Physics-Informed Neural Networks for Dynamical System Identification
A recent study led by Marcus Haywood-Alexander, in collaboration with members of the Chair of Structural Mechanics and Monitoring, explores the potential and limitations of Physics-Informed Neural Networks (PINNs) for system identification in dynamical settings.
We are pleased to share the latest publication from our group:
“Response estimation and system identification of dynamical systems via physics-informed neural networks,” now published in Advanced Modeling and Simulation in Engineering Sciences and available external page open access here.

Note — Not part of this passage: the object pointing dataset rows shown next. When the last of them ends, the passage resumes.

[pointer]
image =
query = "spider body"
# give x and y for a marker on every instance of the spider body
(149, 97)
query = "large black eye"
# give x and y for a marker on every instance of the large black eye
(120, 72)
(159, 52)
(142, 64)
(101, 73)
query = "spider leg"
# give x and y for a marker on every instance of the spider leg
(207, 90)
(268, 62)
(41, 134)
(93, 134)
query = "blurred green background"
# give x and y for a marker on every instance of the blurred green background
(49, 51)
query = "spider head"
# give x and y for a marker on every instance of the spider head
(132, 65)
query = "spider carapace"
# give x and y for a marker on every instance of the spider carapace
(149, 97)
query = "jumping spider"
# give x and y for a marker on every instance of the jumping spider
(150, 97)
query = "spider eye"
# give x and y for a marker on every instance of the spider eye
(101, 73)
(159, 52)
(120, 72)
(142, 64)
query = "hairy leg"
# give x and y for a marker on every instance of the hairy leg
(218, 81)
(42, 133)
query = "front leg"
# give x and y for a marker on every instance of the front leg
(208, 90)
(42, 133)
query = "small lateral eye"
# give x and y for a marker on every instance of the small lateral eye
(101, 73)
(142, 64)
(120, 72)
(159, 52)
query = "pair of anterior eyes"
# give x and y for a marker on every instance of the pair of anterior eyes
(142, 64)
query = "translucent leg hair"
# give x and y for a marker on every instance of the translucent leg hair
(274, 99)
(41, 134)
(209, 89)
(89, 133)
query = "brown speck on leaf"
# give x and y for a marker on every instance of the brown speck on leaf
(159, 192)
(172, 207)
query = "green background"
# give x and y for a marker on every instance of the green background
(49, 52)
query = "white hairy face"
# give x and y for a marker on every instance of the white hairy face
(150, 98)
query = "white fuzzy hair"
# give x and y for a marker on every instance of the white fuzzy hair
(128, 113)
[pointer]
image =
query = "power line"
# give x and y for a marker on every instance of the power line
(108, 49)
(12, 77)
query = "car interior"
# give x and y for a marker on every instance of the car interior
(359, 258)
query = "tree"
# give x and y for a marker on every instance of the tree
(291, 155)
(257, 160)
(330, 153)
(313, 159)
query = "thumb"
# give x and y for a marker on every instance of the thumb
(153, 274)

This work is led by Marcus Haywood-Alexander and co-authored by Giacomo Arcieri, Antonios Kamariotis (now with Hitachi Energy), and Eleni Chatzi. It investigates the application of PINNs to both forward and inverse problems in structural dynamics, with a particular focus on estimating state variables, system parameters, and their joint identification.
Beyond showcasing the promise of PINNs for response estimation under sparse measurement conditions, the study takes a critical look at their behavior under model uncertainty. It addresses the following key questions:
How do PINNs perform when the assumed model deviates from reality?
What is the effect of incorporating model discrepancy within strong-form PINN formulations?
How can Bayesian approaches complement PINNs for robust inverse modelling?
The work contributes to the growing field of Physics-Enhanced Machine Learning (PEML), offering valuable insights into the opportunities and boundaries of integrating physical knowledge with data-driven methods.
We welcome engagement from the community and look forward to future discussions and collaborations in this exciting research area.